The Seaboard Rise could and should be compatible with more pedals. The current implementation is fine for an initial product release, but these days advanced MIDI controllers are expected to handle different types of pedal inputs.
For an example of how to properly implement a pedal input, we can look at Audiofront's latest MIDI Expression software release:
This implementation has a inverse/polarity switch, a nice scaling curve, calibration option, smoothing control (slew limiter), and data rate control. Being able to automatically recognize the type of pedal being used would be nice, but not essential. (The note/high-hat modes are probably unnecessary.)
The point I'm trying to make is that, if Audiofront can implement this so beautifully on their little USB/MIDI pedal interfaces that cost as little at $50, certainly players can expect Roli to implement something similar (or better) for the pedal inputs on their premium MIDI controllers costing 20 times more. (We also have to ask why this degree of control isn't yet implemented for the Glide, Slide, and Press parameters?)
(Hope I'm not overwhelming with feature requests. It's just that, at the moment, I'm very focused on seeing Rise finally become the refined controller I envisioned when I first got involved with it.)
Interesting. Not sure where it should appear in the list of priorities or how it should be implemented. Maybe it could be a Block?
Been having a pretty good experience with Audiofront’s MIDI Expression iO. That update is thanks in part to Alex (Satri), who uses multiple pedals to do diverse things. At the same time, there are a few quirks to keep in mind. Rob does a great job at troubleshooting them, but it’d be inaccurate to say that it’s a complete robust solution.
Sounds to me like ROLI has been investing more and more energy into the Blocks line, especially since they came out with the Seaboard Block. They’re not leaving Rise and Grand users in the cold, but the modular setup afforded the Blocks line is likely to be “the way of the future”. Could imagine all sorts of additions to that line, including a breath controller. And a standalone hardware synth (like Equator Block). A pedal setup would make a lot of sense as well.
Good idea! I'd totally buy a "Pedal Block" with connectivity for expression and sustain pedals. That is, assumed I could update its firmware with Win 10, which doesn't seem to be possible as of now...
I think a "Pedal Block" is a great idea, but it would be of little use if it worked anything like the pedal input on the Rise. I doubt Frank would buy a Pedal Block from Roli if he found it didn't work with any of his expression pedals and changing the CC number was the only available adjustment.

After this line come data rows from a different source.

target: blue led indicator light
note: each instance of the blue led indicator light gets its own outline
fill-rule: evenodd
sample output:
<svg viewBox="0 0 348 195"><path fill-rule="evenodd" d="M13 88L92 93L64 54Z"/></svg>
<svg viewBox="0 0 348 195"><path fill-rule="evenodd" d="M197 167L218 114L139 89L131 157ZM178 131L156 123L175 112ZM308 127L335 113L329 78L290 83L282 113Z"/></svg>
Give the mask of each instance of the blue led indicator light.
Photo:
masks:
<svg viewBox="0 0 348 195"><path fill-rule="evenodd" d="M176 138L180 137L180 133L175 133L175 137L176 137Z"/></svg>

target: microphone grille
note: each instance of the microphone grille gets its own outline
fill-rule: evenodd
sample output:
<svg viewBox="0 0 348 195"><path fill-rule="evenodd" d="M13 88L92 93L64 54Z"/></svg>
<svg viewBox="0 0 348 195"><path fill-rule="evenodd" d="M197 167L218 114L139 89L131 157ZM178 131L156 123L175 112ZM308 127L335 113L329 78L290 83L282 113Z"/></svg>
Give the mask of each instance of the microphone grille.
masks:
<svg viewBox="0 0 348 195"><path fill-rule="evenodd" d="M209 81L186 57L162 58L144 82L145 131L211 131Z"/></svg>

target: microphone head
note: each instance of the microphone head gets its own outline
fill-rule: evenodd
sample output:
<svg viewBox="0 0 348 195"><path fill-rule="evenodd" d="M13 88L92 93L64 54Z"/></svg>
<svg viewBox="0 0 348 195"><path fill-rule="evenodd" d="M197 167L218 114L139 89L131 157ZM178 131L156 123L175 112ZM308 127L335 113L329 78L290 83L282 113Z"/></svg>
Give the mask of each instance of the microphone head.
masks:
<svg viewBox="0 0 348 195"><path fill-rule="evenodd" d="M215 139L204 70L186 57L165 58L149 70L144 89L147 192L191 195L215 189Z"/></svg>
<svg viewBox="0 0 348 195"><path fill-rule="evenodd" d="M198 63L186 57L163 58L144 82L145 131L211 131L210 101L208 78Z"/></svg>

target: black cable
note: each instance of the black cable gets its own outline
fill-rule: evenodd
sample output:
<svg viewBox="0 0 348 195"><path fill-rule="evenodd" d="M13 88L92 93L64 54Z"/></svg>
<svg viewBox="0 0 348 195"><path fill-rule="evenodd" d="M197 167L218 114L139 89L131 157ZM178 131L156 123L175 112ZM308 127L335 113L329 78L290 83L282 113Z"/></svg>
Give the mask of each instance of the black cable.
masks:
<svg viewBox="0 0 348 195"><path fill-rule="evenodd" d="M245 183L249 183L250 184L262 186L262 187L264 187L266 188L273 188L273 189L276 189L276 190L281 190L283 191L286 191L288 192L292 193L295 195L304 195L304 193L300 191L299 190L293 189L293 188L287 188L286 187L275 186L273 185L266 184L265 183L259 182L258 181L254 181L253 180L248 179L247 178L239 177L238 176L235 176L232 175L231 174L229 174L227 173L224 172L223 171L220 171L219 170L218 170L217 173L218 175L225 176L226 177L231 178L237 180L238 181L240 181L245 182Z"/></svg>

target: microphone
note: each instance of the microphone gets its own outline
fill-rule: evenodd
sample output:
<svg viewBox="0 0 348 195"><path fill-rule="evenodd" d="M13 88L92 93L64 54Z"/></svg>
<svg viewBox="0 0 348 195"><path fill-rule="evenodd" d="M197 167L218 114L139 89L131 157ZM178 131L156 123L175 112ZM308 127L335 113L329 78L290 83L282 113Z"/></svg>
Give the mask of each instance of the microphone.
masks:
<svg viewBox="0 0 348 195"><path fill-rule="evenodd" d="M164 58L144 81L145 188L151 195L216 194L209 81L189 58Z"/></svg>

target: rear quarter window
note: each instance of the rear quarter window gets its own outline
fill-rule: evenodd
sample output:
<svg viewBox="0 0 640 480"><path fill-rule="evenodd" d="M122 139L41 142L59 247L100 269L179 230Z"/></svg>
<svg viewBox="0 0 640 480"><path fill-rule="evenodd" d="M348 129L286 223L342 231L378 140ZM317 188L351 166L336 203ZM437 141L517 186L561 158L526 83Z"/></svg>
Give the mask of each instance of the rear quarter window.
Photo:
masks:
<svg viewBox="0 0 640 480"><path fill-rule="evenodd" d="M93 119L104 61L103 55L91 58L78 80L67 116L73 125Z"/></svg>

I want to encourage Roli to work on improving the pedal control in the context of finally giving players a way to calibrate, scale, and smooth the output response from ALL of their input sensors — be it from a pedal, or one of the five dimensions of touch. (BTW, I can think of at least two more very useful dimensions of touch Roli could add to the existing controllers.) After all, isn't giving players greater control the whole point of having an advanced MIDI controller in the first place? And isn't more expressive control ultimately what Roli products are all about? I see so much squandered potential.
Call it an advanced mode if you must, but professionals reasonably expect to be able to scale, calibrate, and smooth the response from their MIDI controllers. I find it sadly ironic that Roli has some of the most sensitive and capable MIDI controllers on the market matched with software that at every turn arbitrarily restricts each parameter's range, resolution, and configurability in ways that inexplicably forces unnatural playing and incompatibility with other products. (Pedal inputs that don't invert? Velocity and aftertouch curves that won't scale and only bend in one direction? Seriously?!) I'm seeing this pedal issue as just one aspect of a much more fundamental problem.
@Videographics: ”I'm seeing this pedal issue as just one aspect of a much more fundamental problem.”
Could this lead us to much more fundamental solutions?
Sounds like ROLI leadership is figuring out strategies for different crowds. The “pro” crowd is itself pretty diversified (some busy musicians would rather not have to tweak too many things too frequently and some hardcore synth geeks are coding in their own expression curves). Part of ROLI branding sounds like it’s targeting a different crowd, though. One with deep aspirations and enough skills to bypass some limitations of the hardware and software.
Platforms (especially iOS vs. Windows/macOS) are another axis. That’s part of the reason it’ll be interesting to watch how ROLI Dashboard on iOS will unfold.